Dispositivos que gravam a rotina diária com câmeras e inteligência artificial estão transformando a forma como interagimos com o mundo ao nosso redor.

Atualmente, a inteligência artificial se tornou uma presença constante em nossas vidas, indo além das telas de celulares e computadores. Recentemente, uma repórter utilizou óculos e um colar equipados com câmeras e microfones, que registram sua rotina de forma contínua. Essa experiência revela como a vida conectada pode ser tanto prática quanto invasiva.

O conceito de “terceirizar a memória” é atraente. A ideia de registrar tudo o que acontece ao longo do dia e receber transcrições, resumos automáticos e sugestões de comportamento é uma realidade para alguns. A correspondente internacional Carolina Simente compartilhou que usou um dispositivo que grava conversas e analisa o conteúdo, oferecendo interpretações sobre o que foi dito.

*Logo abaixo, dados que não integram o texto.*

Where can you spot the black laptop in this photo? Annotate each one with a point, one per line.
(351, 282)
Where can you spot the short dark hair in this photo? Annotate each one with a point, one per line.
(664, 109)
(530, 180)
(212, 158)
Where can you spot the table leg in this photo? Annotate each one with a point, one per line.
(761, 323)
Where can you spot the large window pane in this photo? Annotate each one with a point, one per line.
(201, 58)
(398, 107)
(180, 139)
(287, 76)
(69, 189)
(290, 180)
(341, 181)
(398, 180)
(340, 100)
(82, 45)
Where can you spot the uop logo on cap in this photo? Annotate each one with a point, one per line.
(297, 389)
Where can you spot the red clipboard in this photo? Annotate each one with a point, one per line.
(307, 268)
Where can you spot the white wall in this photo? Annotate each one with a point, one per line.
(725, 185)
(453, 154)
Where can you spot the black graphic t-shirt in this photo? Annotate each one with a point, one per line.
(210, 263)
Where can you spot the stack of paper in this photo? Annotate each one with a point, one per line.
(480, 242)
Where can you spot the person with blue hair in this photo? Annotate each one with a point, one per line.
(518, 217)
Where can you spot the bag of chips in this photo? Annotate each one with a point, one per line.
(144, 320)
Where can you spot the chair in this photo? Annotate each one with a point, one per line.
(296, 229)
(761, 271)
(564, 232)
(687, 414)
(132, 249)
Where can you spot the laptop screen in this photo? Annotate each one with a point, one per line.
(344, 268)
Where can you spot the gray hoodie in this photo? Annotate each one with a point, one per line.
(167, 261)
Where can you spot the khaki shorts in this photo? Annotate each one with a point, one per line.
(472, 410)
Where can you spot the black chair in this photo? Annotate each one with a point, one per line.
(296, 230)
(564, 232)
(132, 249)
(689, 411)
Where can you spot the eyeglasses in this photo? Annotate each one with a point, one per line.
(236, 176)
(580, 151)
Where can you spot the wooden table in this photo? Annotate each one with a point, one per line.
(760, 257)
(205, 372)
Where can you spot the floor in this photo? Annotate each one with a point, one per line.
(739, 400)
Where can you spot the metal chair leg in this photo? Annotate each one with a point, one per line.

Além do colar, Carolina testou óculos inteligentes que possuem câmera e fones de ouvido com inteligência artificial. Alguns modelos avançados têm telas embutidas nas lentes e comandos de voz, que não são audíveis para quem está ao redor.

Os dados utilizados pela inteligência artificial são oriundos da própria vida da repórter. Em uma corrida de táxi, o dispositivo gravou a conversa com o motorista, que falava crioulo. A tecnologia conseguiu transcrever a conversa, fornecendo informações sobre o estado do motorista em relação ao clima na cidade.

Em outra situação, durante um voo noturno com sua filha, a IA registrou um momento de estresse quando a criança se recusou a dormir. A inteligência artificial, ao final da viagem, sugeriu que Carolina levasse um pijama para a filha em futuras viagens e mantivesse a rotina de sono da criança durante o voo.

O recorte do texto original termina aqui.